Poor people don’t always own the land. Mike Zagata’s description of fracking left out a number of critical elements. One of which is the use of water.
Living around here it may be hard to believe that water is a finite element. It is more precious than gold. It is past time to start finding solutions to using less water and using it more intelligently.
That is another problem with fracking. It is not just the process, it’s the mindset. Take, take, take. If we do not start thinking in terms of the cycles of nature and remain focused on the illusion that we can just keep taking from nature to transform elements into our own fantasies and uses, we are going to end up starving on a dry wasteland.
At the beginning of industrialization, industrialists’ goals were to drive people out of the rural areas, away from farming into cities, in order to have workers for their factories. Then the corporations pushed for big farms in order to create monopolies so they could increase profits.
They totally ignored the cycles of nature. This took away the sense of independence and self-sufficiency from many people. The variety of foods that we used to consume was greatly reduced. This is part of the cause of our problems with poverty and poor foods that are lacking the nutritional elements and varieties of foods that keep us healthy and intelligent.
It is an outdated concept that businesses and corporations are our salvation. That is not to say that some of it is not good. But we need to find a better balance between industrialization and the agrarian life style.
Instead of thinking about more money to solve problems, think about what is essential in sustaining life and build on that.
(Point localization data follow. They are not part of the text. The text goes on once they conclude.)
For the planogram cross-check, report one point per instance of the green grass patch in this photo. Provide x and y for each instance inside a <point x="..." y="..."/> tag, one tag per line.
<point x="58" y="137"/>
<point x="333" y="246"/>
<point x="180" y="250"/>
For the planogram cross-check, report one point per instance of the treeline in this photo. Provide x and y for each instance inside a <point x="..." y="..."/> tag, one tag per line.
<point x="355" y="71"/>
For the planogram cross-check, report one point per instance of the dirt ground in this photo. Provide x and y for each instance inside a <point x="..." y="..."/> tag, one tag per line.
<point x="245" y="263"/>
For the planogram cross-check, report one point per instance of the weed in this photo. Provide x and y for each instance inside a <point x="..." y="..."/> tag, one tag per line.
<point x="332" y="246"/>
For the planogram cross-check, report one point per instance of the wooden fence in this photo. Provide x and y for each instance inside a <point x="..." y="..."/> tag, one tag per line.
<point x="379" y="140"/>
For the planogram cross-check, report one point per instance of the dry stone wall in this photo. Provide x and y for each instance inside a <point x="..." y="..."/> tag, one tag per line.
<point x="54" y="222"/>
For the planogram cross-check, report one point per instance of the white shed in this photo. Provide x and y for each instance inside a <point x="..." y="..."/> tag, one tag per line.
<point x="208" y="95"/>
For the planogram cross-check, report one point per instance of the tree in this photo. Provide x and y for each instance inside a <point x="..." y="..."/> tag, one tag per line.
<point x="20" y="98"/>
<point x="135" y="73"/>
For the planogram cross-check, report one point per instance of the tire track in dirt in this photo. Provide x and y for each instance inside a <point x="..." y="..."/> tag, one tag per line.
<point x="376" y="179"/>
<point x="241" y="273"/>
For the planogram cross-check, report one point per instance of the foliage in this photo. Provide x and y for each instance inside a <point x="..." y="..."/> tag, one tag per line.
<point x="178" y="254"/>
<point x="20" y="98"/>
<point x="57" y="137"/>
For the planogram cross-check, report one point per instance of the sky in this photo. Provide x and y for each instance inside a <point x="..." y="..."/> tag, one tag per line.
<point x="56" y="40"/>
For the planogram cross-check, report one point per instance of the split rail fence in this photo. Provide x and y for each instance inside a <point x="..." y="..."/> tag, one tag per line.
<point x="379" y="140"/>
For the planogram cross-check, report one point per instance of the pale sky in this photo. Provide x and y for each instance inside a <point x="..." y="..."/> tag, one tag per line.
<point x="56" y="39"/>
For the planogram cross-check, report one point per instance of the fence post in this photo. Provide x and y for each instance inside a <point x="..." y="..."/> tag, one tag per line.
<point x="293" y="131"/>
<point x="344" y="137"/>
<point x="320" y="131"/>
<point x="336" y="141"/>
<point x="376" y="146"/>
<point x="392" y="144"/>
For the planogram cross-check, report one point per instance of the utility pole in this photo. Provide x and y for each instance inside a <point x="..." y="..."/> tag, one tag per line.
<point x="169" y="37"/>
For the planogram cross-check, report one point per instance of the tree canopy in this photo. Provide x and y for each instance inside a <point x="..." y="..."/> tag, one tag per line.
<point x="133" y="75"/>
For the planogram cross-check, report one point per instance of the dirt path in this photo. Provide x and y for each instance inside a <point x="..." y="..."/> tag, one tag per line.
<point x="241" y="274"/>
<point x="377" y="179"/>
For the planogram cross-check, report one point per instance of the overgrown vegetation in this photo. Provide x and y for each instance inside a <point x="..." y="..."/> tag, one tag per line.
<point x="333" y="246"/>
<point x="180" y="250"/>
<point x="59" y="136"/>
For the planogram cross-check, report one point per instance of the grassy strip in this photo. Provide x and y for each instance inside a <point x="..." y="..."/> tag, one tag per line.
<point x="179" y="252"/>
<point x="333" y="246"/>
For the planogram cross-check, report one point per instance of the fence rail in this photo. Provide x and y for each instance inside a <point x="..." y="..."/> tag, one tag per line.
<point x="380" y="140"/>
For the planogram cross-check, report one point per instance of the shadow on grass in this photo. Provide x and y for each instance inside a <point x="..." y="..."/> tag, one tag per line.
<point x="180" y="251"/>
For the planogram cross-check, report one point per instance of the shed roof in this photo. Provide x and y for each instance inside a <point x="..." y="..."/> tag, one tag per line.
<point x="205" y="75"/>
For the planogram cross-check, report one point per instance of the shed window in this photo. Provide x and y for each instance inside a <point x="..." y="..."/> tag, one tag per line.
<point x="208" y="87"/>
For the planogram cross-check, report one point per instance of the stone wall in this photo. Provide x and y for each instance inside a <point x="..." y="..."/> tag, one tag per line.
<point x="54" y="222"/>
More money is not an answer. Creativity and ingenuity are needed.
We have some incredible resources in this area; if we learn to preserve them and enrich them, we will do away with poverty. If we look around here for solutions and not out there, we will have a better long-term gain.
The earth is a living organism that can supply humanity forever, but if we keep ignoring the rules of nature, we will be destroyed along with all the other species we have already destroyed.